К моему удивлению, Пабло не очень расстроил уход Лизы из группы в июле 1978 года. Он стал проводить больше времени рядом с Бетховеном во время дневного отдыха и ночевал с ним в одном гнезде. К тому же за Пабло ухаживала Квинс, и он часто обращался к ней за материнской лаской.

Квинс превратилась во взрослую самку в тот месяц, когда из группы ушла Лиза. Ее доброе отношение и внимание к другим гориллам, особенно к отцу, брату, единоутробным братьям и сестрам, оставались прежними, как и ранее, когда она сама была детенышем. Мне казалось, что Квинс была просто создана для роли матери, а Икару было суждено стать отцом ее первого ребенка.

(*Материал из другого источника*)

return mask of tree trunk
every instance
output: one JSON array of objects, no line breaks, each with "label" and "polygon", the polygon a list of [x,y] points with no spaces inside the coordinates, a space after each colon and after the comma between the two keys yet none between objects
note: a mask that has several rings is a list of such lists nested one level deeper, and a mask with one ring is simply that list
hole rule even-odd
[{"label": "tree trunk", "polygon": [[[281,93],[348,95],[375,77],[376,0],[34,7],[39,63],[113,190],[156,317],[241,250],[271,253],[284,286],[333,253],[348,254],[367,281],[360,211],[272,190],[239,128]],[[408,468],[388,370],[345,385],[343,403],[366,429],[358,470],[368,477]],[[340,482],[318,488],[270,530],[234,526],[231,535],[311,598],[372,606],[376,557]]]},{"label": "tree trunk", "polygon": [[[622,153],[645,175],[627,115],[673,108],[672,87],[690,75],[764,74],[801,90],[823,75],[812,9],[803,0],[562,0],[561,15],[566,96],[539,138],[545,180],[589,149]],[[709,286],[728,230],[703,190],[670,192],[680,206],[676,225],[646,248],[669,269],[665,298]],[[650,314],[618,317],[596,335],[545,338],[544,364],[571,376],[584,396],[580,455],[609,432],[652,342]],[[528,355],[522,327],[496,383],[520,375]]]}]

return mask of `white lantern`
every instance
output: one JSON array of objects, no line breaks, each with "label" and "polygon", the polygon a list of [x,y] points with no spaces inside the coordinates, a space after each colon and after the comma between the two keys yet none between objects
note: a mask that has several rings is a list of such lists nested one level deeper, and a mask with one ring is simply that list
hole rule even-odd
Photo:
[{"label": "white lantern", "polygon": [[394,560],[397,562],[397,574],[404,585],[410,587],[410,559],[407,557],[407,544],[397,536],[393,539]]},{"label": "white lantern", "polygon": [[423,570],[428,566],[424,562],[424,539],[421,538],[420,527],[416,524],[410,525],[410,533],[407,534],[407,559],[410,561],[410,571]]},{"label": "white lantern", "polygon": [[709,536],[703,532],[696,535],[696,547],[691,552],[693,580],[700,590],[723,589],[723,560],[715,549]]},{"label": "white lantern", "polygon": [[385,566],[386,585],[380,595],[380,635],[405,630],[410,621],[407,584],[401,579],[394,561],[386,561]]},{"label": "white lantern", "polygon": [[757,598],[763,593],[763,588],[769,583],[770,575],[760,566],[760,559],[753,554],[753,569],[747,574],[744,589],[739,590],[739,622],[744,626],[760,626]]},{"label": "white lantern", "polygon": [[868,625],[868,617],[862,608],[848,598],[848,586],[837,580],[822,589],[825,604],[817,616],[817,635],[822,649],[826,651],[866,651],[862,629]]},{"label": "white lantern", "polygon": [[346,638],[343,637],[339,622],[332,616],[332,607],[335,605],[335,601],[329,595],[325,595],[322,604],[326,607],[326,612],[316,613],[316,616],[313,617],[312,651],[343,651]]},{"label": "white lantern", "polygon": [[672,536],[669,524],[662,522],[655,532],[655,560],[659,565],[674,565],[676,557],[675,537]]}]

К моему великому огорчению, Квинс сильно расстроил уход матери из группы 5. И хотя она продолжала неустанно ухаживать за Бетховеном и подростками группы, ее жизнерадостность и непосредственность как-то поблекли.

Однажды утром, через три месяца после ухода Лизы, в ночном гнезде Квинс было обнаружено несколько сгустков крови. Поскольку ей было только восемь лет, вряд ли она забеременела или у нее случился выкидыш, хотя такую возможность нельзя было сбрасывать со счетов. Прошло несколько дней, и состояние здоровья Квинс явно ухудшалось, но она продолжала свои обычные ухаживания, наделяя материнскими ласками своих сородичей.

Через две недели Квинс сильно ослабла, и ей требовалось напрягать все силы, чтобы не отстать от группы при ее переходах с места на место. Она ползла на дрожащих коленях, запястьях и локтях, и видно было, что страдает от боли.

Бетховен был единственным, кто проявлял озабоченность состоянием молодой самки. Он заставлял группу идти медленнее и не спешить с кормежкой, чтобы она поспевала за всеми, и защищал ее от усиливавшихся нападок со стороны других членов группы. Чем больше слабела Квинс, тем больше ей приходилось переносить тумаков и нападений, особенно со стороны клана Эффи. В таких случаях Квинс предпринимала слабые попытки защитить себя ответным хрюканьем, пинками или укусами, а ведь еще недавно она прекрасно относилась ко всем членам семейства.